- cross-posted to:
- hackernews@lemmy.smeargle.fans
- cross-posted to:
- hackernews@lemmy.smeargle.fans
On the one side I really like c and c++ because they’re fun and have great performance; they don’t feel like your fighting the language and let me feel sort of creative in the way I do things(compared with something like Rust or Swift).
On the other hand, when weighing one’s feelings against the common good, I guess it’s not really a contest. Plus I suspect a lot of my annoyance with languages like rust stems from not being as familiar with the paradigm. What do you all think?

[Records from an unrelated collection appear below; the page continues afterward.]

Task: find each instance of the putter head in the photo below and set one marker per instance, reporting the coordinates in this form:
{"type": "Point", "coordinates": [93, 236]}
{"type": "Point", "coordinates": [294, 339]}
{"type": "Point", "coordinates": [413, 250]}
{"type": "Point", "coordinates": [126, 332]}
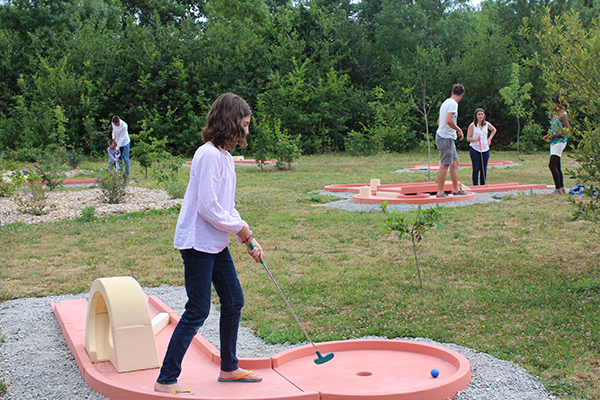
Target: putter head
{"type": "Point", "coordinates": [323, 359]}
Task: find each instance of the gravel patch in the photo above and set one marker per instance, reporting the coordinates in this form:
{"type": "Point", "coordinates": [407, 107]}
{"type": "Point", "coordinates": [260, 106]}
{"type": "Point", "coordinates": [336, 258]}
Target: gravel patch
{"type": "Point", "coordinates": [348, 205]}
{"type": "Point", "coordinates": [65, 205]}
{"type": "Point", "coordinates": [35, 362]}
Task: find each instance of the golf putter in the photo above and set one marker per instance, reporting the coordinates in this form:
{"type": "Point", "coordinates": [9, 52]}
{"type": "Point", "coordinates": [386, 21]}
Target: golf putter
{"type": "Point", "coordinates": [320, 358]}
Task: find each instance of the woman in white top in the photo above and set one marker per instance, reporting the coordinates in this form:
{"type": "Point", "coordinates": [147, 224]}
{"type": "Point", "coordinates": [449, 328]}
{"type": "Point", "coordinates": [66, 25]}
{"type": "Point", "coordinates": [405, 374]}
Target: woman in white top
{"type": "Point", "coordinates": [206, 219]}
{"type": "Point", "coordinates": [477, 136]}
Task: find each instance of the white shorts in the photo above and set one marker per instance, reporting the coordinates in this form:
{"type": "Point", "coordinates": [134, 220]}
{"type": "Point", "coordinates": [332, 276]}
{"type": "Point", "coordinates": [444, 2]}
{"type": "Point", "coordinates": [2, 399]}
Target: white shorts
{"type": "Point", "coordinates": [557, 148]}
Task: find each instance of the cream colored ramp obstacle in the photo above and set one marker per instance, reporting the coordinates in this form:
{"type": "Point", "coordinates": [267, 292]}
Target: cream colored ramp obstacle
{"type": "Point", "coordinates": [118, 326]}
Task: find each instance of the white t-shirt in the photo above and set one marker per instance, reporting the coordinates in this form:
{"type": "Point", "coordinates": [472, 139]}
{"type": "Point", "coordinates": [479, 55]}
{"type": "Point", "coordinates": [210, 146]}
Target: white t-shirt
{"type": "Point", "coordinates": [480, 133]}
{"type": "Point", "coordinates": [448, 106]}
{"type": "Point", "coordinates": [120, 134]}
{"type": "Point", "coordinates": [208, 213]}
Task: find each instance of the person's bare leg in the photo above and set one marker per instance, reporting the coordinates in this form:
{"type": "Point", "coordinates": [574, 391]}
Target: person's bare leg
{"type": "Point", "coordinates": [454, 175]}
{"type": "Point", "coordinates": [442, 173]}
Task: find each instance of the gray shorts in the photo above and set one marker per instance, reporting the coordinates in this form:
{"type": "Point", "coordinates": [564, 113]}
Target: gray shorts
{"type": "Point", "coordinates": [447, 150]}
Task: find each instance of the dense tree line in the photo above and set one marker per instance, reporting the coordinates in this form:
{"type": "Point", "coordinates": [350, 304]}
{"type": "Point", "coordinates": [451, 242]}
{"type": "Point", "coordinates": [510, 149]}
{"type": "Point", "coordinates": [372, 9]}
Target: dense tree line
{"type": "Point", "coordinates": [333, 73]}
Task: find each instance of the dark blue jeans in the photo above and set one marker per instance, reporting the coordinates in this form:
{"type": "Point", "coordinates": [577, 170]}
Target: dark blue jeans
{"type": "Point", "coordinates": [479, 161]}
{"type": "Point", "coordinates": [124, 157]}
{"type": "Point", "coordinates": [200, 270]}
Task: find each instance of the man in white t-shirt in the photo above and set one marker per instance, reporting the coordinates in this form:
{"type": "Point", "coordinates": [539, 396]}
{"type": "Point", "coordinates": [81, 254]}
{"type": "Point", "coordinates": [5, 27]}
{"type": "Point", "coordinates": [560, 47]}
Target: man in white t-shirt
{"type": "Point", "coordinates": [444, 140]}
{"type": "Point", "coordinates": [121, 136]}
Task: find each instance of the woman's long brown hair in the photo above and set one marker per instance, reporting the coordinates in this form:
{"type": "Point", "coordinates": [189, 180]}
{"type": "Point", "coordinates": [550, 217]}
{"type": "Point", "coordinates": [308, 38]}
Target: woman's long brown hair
{"type": "Point", "coordinates": [224, 126]}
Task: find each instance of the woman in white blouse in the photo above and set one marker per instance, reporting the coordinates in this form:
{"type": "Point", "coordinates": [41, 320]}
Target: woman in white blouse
{"type": "Point", "coordinates": [477, 136]}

Software engineer for almost two decades at this point, programming off and on since a kid in the late '80s: Rust is harder. It did seem to get better between versions and maybe it’s easier now, but definitely harder than a lot of what I’ve worked in (which ranges Perl, PHP, C, C++, C#, Java, Groovy/Grails, Rust, js, typescript, various flavors of BASIC, and Go (and probably more I’m forgetting now but didn’t work with much; I’m excluding bash/batch, DB stored procedures (though I worked on a billing system written almost entirely in them), etc.)
That said, I don’t think it’s a bad thing and of course working in something makes you faster at it, but I do think it’s harder, especially when first learning about (and fighting with) the borrow checker, dealing with lifetimes, etc.
The availability of libraries, frameworks, tools, and documentation can also have a big impact on how long it takes to make something.